Nous pratiquons également le temps partagé. Une chargée de communication nous accompagne sur divers projets visant à développer la notoriété de Cornoualia : animation de notre site web, réseaux sociaux, communication autour de la mise en place d’actions de recrutement innovantes, et dernièrement, un spot dans les cinémas de Quimper !

À côté de cela, nous avons une démarche de communication et de sensibilisation auprès de tous les établissements de l’enseignement supérieur et des organismes de formation. Souvent, les étudiants sortant des écoles, ne connaissent pas cette manière de travailler. Toutes ces actions liées à la notoriété et au sourcing sont très importantes. Nous essayons et nous réinventons en permanence.

La moyenne d’âge chez nous est de 42 ans, avec toutes classes d’âge, que ce soit dans nos salariés ou ceux mis à disposition. Nous avons à la fois des jeunes sortis d’étude qui trouvent leur premier emploi grâce à Cornoualia, des seniors qui se trouvaient dans une impasse pour retrouver du travail, mais également des personnes qui veulent réinventer leur métier. Côté entreprise, notre rôle est aussi de les inciter à ne pas fonctionner selon des schémas établis et à avoir un regard différent sur les profils recherchés. Nous les poussons à élargir leurs sélections de candidats

 

Pousser les entreprises à élargir leurs sélections de candidats

Du côté des entreprises, comment les sensibilisez-vous à ces nouvelles formes de travail ?

Nous avons fait le choix de n’être présents que sur le Sud Finistère. Reconnue pour le soin particulier apporté à nos recrutements, Cornoualia bénéficie d’un fort engouement et le bouche-à-oreille fonctionne très bien. Nos salariés sont nos meilleurs ambassadeurs !
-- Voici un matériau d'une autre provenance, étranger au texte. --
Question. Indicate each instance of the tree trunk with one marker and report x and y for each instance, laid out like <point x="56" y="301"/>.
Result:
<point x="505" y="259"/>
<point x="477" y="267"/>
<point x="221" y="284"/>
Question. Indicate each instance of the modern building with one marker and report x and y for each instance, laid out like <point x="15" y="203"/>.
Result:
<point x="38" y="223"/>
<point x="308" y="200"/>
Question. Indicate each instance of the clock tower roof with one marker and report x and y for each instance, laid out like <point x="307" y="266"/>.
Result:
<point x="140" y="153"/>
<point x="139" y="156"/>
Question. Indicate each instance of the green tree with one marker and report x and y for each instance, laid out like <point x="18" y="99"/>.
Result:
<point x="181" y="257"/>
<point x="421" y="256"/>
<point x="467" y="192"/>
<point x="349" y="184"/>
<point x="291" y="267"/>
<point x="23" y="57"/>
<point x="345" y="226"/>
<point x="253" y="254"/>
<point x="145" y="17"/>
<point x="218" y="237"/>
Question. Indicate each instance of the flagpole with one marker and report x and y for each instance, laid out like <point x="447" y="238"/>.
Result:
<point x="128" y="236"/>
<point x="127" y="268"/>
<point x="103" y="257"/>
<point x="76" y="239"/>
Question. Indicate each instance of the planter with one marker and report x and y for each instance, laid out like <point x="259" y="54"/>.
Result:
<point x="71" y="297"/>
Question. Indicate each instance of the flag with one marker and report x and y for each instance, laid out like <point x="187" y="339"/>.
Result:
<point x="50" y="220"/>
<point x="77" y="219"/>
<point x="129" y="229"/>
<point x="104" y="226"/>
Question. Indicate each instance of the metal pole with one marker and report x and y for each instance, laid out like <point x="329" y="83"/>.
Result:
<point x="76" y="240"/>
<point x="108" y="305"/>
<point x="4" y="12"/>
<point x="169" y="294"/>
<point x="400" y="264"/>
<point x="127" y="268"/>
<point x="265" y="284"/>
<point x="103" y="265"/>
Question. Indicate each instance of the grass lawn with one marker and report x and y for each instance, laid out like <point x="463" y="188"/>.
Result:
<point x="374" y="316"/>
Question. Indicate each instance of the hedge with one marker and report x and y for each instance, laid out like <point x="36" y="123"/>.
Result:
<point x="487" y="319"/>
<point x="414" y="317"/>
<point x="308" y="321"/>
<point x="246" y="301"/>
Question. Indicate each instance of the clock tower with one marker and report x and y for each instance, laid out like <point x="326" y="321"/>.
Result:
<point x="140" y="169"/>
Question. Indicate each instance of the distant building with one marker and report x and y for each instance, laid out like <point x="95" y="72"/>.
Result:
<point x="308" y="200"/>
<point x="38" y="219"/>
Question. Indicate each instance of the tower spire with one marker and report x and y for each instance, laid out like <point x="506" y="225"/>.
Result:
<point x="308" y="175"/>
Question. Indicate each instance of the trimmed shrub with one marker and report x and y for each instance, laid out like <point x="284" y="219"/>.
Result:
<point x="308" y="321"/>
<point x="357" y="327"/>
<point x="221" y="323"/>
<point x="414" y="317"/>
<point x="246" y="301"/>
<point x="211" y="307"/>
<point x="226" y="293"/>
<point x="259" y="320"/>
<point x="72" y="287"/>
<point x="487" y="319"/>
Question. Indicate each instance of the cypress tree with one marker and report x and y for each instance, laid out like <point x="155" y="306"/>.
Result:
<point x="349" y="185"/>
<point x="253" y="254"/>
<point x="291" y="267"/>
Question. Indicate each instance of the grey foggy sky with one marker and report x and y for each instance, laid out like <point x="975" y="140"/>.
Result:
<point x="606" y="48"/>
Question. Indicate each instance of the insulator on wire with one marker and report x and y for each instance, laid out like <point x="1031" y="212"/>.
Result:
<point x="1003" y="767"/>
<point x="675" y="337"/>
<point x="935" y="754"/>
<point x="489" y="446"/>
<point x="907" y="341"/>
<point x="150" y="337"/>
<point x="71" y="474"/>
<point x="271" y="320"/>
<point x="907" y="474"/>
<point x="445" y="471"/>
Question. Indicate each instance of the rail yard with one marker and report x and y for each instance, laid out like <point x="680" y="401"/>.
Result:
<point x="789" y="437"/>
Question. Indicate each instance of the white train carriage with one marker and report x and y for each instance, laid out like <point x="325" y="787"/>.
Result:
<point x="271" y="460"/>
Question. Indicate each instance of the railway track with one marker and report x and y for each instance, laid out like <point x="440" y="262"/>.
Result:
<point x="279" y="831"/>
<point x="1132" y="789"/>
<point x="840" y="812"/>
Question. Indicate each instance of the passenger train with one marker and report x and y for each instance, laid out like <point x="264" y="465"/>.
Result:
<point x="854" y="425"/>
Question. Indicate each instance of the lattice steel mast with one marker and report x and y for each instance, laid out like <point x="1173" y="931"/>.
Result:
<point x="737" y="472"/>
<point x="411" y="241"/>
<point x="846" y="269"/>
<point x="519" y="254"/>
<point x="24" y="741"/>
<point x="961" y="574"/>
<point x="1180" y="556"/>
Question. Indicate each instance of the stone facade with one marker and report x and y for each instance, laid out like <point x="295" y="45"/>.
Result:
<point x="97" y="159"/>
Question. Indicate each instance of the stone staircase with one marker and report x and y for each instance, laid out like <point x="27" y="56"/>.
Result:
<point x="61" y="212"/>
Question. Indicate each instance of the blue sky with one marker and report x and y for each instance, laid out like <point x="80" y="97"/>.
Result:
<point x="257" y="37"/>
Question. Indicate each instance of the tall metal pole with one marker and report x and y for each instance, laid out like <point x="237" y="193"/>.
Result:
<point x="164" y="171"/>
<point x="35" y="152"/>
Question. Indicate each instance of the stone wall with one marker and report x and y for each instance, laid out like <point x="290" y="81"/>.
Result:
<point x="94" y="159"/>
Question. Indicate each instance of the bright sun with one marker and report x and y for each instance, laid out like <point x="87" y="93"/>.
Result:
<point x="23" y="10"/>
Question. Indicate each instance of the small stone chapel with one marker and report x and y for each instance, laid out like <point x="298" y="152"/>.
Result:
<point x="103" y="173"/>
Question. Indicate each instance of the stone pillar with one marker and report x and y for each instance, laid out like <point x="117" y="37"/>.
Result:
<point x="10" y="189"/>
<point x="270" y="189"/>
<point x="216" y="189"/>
Pour une collaboration réussie, nous avons à cœur de travailler avec nos entreprises adhérentes sur leur besoin : bien comprendre les attendus, maîtriser l’environnement du poste et le cadre de travail. Nous insistons énormément, notamment dans nos conditions de mise à disposition, sur le fait que le salarié doit être considéré comme ses collègues. Il doit donc avoir accès aux mêmes conditions de rémunération, aux mêmes équipements… Une fois que la collaboration démarre, il y a une période d’essai. Avant la fin de celle-ci, nous réalisons systématiquement un entretien tripartite pour valider le partenariat et apporter des éléments correctifs si nécessaire.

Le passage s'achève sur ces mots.